Постояв недолго на Царицыном лугу, кавалеристы тронулись по набережной и увидели только хвост батальона, перевалившего середину плашкоутного моста через Неву. Проехав дальше, завернули у Прачечного моста и возвратились на Царицын луг. Командиры полков съехались, поговорили и повели полки по казармам.

Со следующего дня запретили отлучки со двора всем солдатам гвардии. Но в полк все равно доходили вести из города. Ведь писарей посылали в штаб корпуса, семейные вахмистры и унтера жили вне казарм, торговки, сидевшие у казарменных ворот, тоже что-то болтали, и кирасиры слышали обрывки офицерских разговоров. В полку знали, что наряжено следствие, идут допросы, но для окончательного поворота дела ждут известия, как отнесся к нему царь, находящийся за границей, а пока и оба батальона, которые никаких возражений против Шварца не делали, разослали, один — в Кексгольмскую крепость, другой — в Свартгольм.

С месяц надеялись гвардейцы на царскую милость любимому полку, а потом узнали, что семеновцев приказано судить и примерно наказать как бунтовщиков.

— Ну, а со Шварцем как поступят? — услышал Иванов вопрос корнета Плещеева, обращенный к поручику Бреверну у дверей конюшни во время утренней уборки.

— Увольняют в отставку, чтобы никуда более не определять.

— Вот так наказание за то, что загубил чудесный полк! — возмутился Плещеев.

— Тише! Silence![45] — цыкнул на него Бреверн.

Ефрейтор поторопился отойти от офицеров. На душе стало еще черней. И правда, вот так наказание за то, что три тысячи человек сделал несчастными и стольких еще сквозь строй погонят!

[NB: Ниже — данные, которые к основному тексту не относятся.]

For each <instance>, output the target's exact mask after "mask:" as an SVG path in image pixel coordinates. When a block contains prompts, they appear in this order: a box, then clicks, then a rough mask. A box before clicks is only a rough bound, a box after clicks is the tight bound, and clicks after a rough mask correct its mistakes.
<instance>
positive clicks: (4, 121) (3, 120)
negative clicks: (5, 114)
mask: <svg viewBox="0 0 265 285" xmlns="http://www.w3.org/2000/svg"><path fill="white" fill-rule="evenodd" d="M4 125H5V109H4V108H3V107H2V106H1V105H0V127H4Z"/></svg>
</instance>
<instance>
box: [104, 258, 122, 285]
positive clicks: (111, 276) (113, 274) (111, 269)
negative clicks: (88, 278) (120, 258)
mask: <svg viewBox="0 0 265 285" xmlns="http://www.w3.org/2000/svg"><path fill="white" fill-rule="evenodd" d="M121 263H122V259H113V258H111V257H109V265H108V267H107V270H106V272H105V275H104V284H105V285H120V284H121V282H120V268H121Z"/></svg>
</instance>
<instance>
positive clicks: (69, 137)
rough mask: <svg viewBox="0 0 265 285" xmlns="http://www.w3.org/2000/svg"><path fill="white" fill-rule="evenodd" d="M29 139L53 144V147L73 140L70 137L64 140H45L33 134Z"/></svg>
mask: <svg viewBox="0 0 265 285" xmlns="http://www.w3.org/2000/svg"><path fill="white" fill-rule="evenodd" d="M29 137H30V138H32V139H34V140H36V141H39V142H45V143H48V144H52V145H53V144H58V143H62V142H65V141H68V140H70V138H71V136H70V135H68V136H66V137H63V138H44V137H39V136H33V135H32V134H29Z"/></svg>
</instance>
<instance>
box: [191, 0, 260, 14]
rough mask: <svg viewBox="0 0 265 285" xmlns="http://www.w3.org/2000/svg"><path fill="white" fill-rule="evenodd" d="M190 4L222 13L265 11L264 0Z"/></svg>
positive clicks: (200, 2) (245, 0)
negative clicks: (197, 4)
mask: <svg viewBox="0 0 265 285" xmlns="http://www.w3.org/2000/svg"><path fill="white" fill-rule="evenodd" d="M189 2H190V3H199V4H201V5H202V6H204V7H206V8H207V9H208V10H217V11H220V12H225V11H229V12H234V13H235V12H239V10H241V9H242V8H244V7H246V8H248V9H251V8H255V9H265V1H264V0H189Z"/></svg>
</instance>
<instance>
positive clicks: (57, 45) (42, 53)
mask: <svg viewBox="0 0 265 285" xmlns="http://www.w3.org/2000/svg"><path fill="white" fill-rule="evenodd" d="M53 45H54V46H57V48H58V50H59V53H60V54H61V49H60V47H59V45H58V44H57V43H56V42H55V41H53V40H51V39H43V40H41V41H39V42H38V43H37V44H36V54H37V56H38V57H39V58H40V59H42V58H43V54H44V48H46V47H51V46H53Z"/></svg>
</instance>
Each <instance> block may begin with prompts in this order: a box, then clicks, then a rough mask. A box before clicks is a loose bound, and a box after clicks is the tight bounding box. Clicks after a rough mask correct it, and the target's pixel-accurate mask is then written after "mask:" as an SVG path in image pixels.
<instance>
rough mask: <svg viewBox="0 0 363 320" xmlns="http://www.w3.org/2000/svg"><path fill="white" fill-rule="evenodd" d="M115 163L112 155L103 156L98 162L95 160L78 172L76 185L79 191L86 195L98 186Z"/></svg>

Вечером этого дня Иванова кликнул в свою каморку вахмистр, угостил сбитнем, пирогом и сказал, понизив голос:

— Молчи, Александра, ноне, как рыба. Время такое — лишнего не скажи. Радуйся, что в эскадроне дышать можно, и все…

В декабре стало известно, что десять человек из шефской роты Семеновского полка жестоко биты шпицрутенами. Всех солдат первого батальона разослали без выслуги в Сибирь и Оренбургский край. Пошли в армейские полки и те, что вовсе безвинные томились в финляндских крепостях. Четверых офицеров отдали под военный суд, а остальных перевели в армию без права на отставку. Вместо старого полка сформировали новый, из армейских солдат и офицеров. Долго так и говорили: «новый Семеновский полк».

На масленой вахмистр позвал Иванова к своей куме — вдове, торговке, жившей на Прядильной. Употчеванный блинами, едва встал от стола, Жученков остался еще гостевать, а ефрейтор пошел в полк.

Смеркалось. Горланил праздничный народ. Пьяный фонарщик никак не мог приладить к столбу лесенку и окликнул Иванова:

— Эй, служба, подержи, будь милостив, чтоб не убиться…

Долго он укрывался своей рогожей, обдавая ефрейтора запахом тухлого конопляного масла, еще дольше высекал огонь. Наконец-то засветил тусклый огонек и закрыл дверцу фонаря. В это время кто-то толкнул Иванова плечом, так что чуть не сронил и фонарщика.

Ефрейтор оглянулся и со спины увидел человека в заношенной ливрее и меховой шапке. Его костюм и походка показались знакомы.

— Эй, дядя! — окликнул Иванов. — Чем толкаться, поздоровайся лучше.

Человек обернулся. Да, это был старик, который сделал ему надписи для щеток. Но теперь глаза смотрели злобно и борода давно не брита.

— Аль болел? — спросил Иванов, освободясь от фонарщика и догнав знакомого.

— Чего с иудой здоровкаться? — сказал старик, глядя исподлобья. — Иуды и есть! Предали братьев своих семеновцев. На глазах замучат брата родного, а вы морду отворотите, трусы поганые!

— Да что ты, дяденька, помилуй! — опешил Иванов. — Что ж мы сделать могли?..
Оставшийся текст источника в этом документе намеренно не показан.